A farmer was trying to apprentice his son, but because his wife insisted that the boy must learn to be a master above all masters struggled to find him a place. Finally, a driver, Farmer Weathersky, accepted the boy and told him to get on his sleigh, whereupon it flew off into the air. When the farmer told his wife what had happened she sent him off to look for the boy.

He found a hag in the forest, and she consulted all the animals and was unable to tell him where to find Farmer Weathersky. She sent him to her sister, who unsuccessfully consulted all the fish and sent him on to the third sister, who consulted all the birds and found an eagle who could help him. The eagle sent him in to steal three crumbs of bread, three hairs from a man who snored, who proved to be Farmer Weathersky himself, a stone, and three chips of wood, and to use the crumbs to catch a hare.

They were chased by a flock of crows, but the father threw down the hairs, and they turned to ravens that drove them off. Then Farmer Weathersky himself came after them, and the father threw down the wood chips, which turned to a forest, and Farmer Weathersky had to go back to get his ax. When he got through the forest, the father threw down the stone, and it turned to a mountain. Trying to get through it, Farmer Weathersky broke his leg and had to go home. The man took the hare to a churchyard and sprinkled the dirt over him, and the hare became his son.

When it was time for the fair, the son turned into a horse and told his father not to sell him with the headstall. The father sells him twice, with the son escaping afterward, but third time, Farmer Weathersky bought him and got the father so drunk he forgot to take off the headstall.
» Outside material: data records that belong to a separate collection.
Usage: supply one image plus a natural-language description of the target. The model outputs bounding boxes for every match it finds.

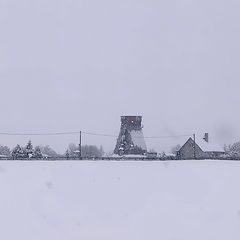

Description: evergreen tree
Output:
[24,140,34,158]
[12,144,24,159]
[65,149,70,159]
[34,146,43,159]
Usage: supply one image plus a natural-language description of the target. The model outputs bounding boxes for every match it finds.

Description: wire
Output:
[0,131,193,139]
[0,132,79,136]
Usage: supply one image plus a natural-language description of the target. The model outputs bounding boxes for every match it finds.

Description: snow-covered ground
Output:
[0,161,240,240]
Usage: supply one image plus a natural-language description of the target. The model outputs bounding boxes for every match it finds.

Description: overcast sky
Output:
[0,0,240,152]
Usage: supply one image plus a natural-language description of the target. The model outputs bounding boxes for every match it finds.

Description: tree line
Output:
[0,140,104,159]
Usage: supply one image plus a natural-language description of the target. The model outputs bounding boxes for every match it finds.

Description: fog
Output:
[0,0,240,152]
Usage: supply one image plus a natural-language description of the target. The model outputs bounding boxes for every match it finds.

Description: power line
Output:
[0,131,193,139]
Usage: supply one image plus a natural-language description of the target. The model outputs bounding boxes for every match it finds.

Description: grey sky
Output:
[0,0,240,151]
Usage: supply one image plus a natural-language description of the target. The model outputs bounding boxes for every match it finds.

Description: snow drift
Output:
[0,161,240,240]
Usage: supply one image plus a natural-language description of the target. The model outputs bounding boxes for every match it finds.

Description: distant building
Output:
[176,138,225,159]
[114,116,147,155]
Farmer Weathersky rode him off but decided to have a drink. So he tied up the horse with red-hot nails at its nose and a sieve of oats at its tail, but a lass saw it and released the horse. The boy jumped into the duckpond, turning himself into a fish, and Farmer Weathersky turned into a pike. The boy turned into a dove, and Farmer Weathersky into a hawk, but a princess saw the chase and said he should come in her window. He told her his tale, and she had him turn into a golden ring on her finger, though he warned her that the king would fall ill, and Farmer Weathersky would cure him and demand the ring as payment; she said that she would claim the ring was from her mother.

It happened, and the king insisted on the payment, whatever the princess said. The princess put the ring in the fireplace's ashes, and Farmer Weathersky turned into a cock to scrape among them, and the boy turned into a fox and bit off his head.

==Commentary==
Farmer Weathersky is sometimes translated as Farmer Windie, because of his obvious connection to the winds. He tells the father that he is equally at home in all the directions.

This tale is similar to sequences in T.H. White's The Once and Future King and the Disney 1963 animated film based on it, The Sword in the Stone.

==Legacy==
Bonde Værskjegg is the name given to tale type ATU 325 in Ørnulf Hodne's The Types of the Norwegian Folktale.